Anyways, I'm in that stage of the relationship where the physical attachment has died down. The passion, mystery and adventure has gone down the drain. Basically, sex is boring. This is not the only problem of course, but it really doesn't help. I know I heard on a lecture on TV that in the beginning of a relationship, your body releases a chemical called dopamine that is somehow tied with new love and sex, which gradually runs out. Then there's another chemical that kicks in later on called oxytocin which is tied to warm affectionate feelings. I guess the oxytocin keeps on running thru our bodies indefinitely and we should learn to embrace the oxytocin and leave the dopamine behind. BUT!!...who wants to leave the dopamine?!?! What if I want more than just warm fuzzy feelings. It really makes me wonder if humans are just not meant to be in monogamous relationships.
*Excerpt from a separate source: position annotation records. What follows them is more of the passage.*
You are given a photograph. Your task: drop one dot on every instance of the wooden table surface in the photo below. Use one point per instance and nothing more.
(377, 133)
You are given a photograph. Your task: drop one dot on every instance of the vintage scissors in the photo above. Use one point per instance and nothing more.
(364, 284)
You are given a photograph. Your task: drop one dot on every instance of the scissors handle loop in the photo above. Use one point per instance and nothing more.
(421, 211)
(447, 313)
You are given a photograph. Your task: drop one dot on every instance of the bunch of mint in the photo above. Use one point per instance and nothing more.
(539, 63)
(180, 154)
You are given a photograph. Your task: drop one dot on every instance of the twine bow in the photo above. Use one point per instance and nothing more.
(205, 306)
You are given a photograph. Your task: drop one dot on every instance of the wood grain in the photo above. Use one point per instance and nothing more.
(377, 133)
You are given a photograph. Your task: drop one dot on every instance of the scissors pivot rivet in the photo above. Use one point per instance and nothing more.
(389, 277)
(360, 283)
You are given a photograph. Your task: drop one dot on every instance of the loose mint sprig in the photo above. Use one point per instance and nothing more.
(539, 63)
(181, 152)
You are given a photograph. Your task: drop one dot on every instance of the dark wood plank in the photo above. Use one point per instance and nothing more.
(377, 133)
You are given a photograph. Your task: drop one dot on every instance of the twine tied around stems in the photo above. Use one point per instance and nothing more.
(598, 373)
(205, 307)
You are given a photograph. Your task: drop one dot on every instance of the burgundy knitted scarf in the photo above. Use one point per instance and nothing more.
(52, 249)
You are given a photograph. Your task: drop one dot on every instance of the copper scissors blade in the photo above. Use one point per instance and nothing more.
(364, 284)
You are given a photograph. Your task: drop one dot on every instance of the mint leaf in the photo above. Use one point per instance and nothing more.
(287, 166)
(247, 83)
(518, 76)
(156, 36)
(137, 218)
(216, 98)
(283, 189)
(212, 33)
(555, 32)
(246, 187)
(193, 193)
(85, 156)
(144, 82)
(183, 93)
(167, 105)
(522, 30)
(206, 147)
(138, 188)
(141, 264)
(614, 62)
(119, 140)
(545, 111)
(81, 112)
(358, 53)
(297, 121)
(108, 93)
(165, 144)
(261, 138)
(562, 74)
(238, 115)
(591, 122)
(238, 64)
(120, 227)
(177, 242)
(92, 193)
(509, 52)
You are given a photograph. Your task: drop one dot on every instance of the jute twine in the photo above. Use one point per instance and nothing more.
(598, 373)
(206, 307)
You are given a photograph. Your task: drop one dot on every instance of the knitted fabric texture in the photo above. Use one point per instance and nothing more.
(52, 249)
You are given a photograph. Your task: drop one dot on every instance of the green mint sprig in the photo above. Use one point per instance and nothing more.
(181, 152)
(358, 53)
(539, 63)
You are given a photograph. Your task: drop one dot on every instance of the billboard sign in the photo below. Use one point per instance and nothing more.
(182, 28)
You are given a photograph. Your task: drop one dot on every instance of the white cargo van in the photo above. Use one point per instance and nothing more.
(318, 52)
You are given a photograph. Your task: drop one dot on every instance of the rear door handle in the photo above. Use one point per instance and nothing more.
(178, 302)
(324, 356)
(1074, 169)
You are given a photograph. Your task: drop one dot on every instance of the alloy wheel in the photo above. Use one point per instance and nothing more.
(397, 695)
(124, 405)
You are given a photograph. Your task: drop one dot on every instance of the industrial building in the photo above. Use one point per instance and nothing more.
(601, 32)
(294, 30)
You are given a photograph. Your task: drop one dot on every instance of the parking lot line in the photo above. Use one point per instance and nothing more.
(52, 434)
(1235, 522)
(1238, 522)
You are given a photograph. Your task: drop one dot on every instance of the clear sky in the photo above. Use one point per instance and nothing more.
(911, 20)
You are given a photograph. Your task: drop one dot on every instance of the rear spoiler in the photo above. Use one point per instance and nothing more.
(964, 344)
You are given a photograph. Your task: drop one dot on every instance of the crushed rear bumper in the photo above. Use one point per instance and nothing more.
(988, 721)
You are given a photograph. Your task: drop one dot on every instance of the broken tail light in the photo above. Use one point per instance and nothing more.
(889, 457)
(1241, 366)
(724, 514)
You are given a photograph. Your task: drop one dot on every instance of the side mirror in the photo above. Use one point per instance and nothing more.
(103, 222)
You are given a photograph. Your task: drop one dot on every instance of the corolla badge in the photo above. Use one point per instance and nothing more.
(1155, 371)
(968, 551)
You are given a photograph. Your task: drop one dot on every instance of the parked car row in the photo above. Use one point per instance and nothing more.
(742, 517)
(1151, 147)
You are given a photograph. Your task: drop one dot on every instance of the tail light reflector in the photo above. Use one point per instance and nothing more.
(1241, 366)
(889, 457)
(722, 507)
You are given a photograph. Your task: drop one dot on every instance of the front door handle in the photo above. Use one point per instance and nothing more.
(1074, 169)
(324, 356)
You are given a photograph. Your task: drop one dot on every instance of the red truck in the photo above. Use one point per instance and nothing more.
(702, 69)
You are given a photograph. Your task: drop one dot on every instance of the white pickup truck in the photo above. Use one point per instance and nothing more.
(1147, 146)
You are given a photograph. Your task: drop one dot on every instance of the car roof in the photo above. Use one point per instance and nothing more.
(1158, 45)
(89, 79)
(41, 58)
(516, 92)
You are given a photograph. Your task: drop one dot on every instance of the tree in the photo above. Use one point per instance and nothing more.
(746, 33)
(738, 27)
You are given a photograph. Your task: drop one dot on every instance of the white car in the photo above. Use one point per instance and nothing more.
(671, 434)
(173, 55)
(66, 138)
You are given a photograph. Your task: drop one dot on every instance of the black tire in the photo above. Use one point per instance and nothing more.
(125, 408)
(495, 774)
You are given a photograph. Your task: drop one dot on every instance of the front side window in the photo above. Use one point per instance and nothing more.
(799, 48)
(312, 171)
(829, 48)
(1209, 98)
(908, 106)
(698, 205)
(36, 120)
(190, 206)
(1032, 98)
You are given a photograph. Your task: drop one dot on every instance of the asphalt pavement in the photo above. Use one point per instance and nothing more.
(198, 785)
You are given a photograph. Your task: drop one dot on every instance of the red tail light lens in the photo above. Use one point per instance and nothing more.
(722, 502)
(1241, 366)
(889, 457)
Isn't it sad how as you get older and your relationships get more serious, all the fun stuff has to go out the window! I guess our ideas on what is fun change as we get older too...
It's 5 am and I'm worried I'm not making any sense now, but the point of my entry is not just about sex, even tho it was a big bulk of what I had to talk about. What happens when you get to a point where you feel like things will drift away and instead of trying to fix it, you spend all your time debating whether its worth fixing. I know I'm really pessimistic, restless and that bipolar theory may be true so it may just be the stress talking, but I really worry about how things will end up.
It all depends on my attitude. I know. I just wish there were ways to help my attitude
Hopefully next entry will be more positive, but I really just had to rant this time.